HESI LPN
Pediatric Practice Exam HESI
1. A child with a diagnosis of leukemia is receiving chemotherapy. What is the priority nursing intervention?
- A. Monitoring for signs of infection
- B. Providing nutritional support
- C. Monitoring for signs of bleeding
- D. Monitoring for signs of pain
Correct answer: A
Rationale: The priority nursing intervention for a child with leukemia receiving chemotherapy is monitoring for signs of infection. Chemotherapy can suppress the immune system, increasing the risk of infections. Detecting and managing infections promptly is crucial to prevent complications and improve outcomes. Providing nutritional support is important, but infection prevention takes precedence due to the immediate threat it poses to the child's health. Monitoring for signs of bleeding is relevant in leukemia due to decreased platelet count, but infection surveillance is more critical. Monitoring for signs of pain is essential, but addressing infections promptly is the priority to prevent further deterioration in the child's condition.
2. The nurse is assessing a 9-year-old girl with a history of tuberculosis at age 6 years. She has been losing weight and has no appetite. The nurse suspects Addison disease based on which assessment findings?

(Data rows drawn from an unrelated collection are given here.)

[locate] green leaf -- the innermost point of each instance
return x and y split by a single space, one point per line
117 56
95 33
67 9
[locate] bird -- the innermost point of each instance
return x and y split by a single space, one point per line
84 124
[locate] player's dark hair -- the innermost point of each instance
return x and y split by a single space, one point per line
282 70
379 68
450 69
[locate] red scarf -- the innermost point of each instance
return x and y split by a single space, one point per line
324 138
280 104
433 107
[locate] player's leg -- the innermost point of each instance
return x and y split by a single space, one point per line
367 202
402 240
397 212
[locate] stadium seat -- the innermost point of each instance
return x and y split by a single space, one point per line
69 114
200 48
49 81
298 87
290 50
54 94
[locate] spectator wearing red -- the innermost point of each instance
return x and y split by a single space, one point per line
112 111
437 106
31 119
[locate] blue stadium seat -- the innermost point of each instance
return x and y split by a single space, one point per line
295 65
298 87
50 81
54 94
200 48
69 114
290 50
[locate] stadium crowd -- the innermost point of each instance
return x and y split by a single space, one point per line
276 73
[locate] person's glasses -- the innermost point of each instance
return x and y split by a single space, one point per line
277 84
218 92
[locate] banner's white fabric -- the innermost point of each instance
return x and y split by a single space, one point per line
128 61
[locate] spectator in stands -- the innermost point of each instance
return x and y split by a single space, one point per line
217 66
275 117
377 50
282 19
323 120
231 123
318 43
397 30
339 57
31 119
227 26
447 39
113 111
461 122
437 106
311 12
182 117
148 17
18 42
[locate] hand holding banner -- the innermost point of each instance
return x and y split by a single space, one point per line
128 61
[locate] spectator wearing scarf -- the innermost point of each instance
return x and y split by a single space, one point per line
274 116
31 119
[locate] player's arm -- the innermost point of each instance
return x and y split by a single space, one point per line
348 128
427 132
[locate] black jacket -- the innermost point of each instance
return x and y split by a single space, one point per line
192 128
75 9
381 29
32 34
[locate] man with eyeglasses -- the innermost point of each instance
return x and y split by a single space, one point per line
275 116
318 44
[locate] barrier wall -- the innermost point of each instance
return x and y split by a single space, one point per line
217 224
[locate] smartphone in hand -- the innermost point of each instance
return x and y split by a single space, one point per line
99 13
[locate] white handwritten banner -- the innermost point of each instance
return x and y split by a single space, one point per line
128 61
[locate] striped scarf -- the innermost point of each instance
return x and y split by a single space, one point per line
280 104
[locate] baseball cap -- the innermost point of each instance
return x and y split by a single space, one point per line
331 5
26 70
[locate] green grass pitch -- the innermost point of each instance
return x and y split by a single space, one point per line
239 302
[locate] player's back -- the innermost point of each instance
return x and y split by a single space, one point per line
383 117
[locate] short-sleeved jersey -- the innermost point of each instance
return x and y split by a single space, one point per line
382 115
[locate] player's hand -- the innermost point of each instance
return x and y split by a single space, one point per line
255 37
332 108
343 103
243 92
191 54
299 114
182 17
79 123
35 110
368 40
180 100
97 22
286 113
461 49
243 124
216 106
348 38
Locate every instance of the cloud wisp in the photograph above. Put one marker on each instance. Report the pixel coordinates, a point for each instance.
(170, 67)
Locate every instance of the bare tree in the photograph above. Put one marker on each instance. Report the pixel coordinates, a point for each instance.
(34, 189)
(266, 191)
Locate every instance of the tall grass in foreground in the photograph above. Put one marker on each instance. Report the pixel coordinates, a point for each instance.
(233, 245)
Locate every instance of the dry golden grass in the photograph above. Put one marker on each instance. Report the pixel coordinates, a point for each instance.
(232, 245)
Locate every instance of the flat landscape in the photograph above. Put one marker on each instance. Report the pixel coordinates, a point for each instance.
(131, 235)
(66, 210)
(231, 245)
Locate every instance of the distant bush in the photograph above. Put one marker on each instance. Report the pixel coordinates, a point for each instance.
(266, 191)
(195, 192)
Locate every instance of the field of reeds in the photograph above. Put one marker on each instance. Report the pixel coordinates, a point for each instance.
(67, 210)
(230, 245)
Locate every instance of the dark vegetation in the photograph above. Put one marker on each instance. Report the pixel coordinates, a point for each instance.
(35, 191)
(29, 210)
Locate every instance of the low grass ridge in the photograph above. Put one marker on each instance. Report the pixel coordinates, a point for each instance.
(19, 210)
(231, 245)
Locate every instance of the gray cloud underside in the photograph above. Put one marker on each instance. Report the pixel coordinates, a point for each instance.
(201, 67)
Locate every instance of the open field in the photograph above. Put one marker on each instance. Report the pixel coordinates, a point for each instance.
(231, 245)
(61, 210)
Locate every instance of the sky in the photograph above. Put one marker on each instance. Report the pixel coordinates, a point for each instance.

- A. Arrested height and increased weight
- B. Thin, fragile skin and multiple bruises
- C. Hyperpigmentation and hypotension
- D. Blurred vision and enuresis
Correct answer: C
Rationale: The correct answer is C: Hyperpigmentation and hypotension. These findings are classic signs of Addison disease, caused by adrenal insufficiency. Hyperpigmentation results from increased ACTH stimulating melanin production, and hypotension occurs due to mineralocorticoid deficiency. Choices A, B, and D are incorrect. Arrested height and increased weight are not typical of Addison disease. Thin, fragile skin and multiple bruises are seen in conditions like Cushing's syndrome, not Addison disease. Blurred vision and enuresis are not characteristic symptoms of Addison disease.
3. After a discussion with the healthcare provider, the parents of an infant with patent ductus arteriosus (PDA) ask the nurse to explain once again what PDA is. How should the nurse respond?
- A. The diameter of the aorta is enlarged.
- B. The wall between the right and left ventricles is open.
- C. It is a narrowing of the entrance to the pulmonary artery.
- D. It is a connection between the pulmonary artery and the aorta.
Correct answer: D
Rationale: Patent ductus arteriosus (PDA) is an abnormal connection between the pulmonary artery and the aorta. In a fetus, the ductus arteriosus is a normal connection between these two vessels, allowing blood to bypass the lungs. However, it should close shortly after birth. When it remains open (patent), it leads to PDA. Choices A, B, and C do not accurately describe PDA. Choice A describes an enlarged aorta, choice B describes a ventricular septal defect, and choice C describes pulmonary stenosis, which are different cardiac conditions.
4. What is the priority nursing responsibility when a 3-year-old child in a crib has a clamped jaw and is having a tonic-clonic seizure?
- A. Apply restraints.
- B. Administer oxygen.
- C. Protect the child from self-injury.
- D. Insert a plastic airway in the child’s mouth.
Correct answer: C
Rationale: During a tonic-clonic seizure, the priority nursing responsibility is to protect the child from self-injury. Applying restraints is not recommended during a seizure as it can lead to further harm. Administering oxygen may be necessary after the seizure to support oxygenation, but it is not the priority during the seizure itself. Inserting a plastic airway is also not indicated as the jaw is clamped, and the child should not have anything placed in the mouth during a seizure. Therefore, the correct action is to ensure the child's safety by protecting them from self-injury, preventing harm from uncontrolled movements and potential falls.
5. A major developmental milestone of a toddler is the achievement of autonomy. What should the parents do to enhance their toddler’s need for autonomy?
- A. Teach the child to share with others.
- B. Help the child learn society’s roles.
- C. Teach the child to accept external limits.
- D. Help the child develop internal controls.
Correct answer: D
Rationale: Toddlers striving for autonomy need to develop internal controls to foster their independence. Teaching the child to share (Choice A) focuses more on social skills rather than autonomy. Helping the child learn society’s roles (Choice B) is important but not directly related to enhancing autonomy. Teaching the child to accept external limits (Choice C) is contrary to promoting autonomy as it emphasizes conformity to external rules rather than internal self-regulation.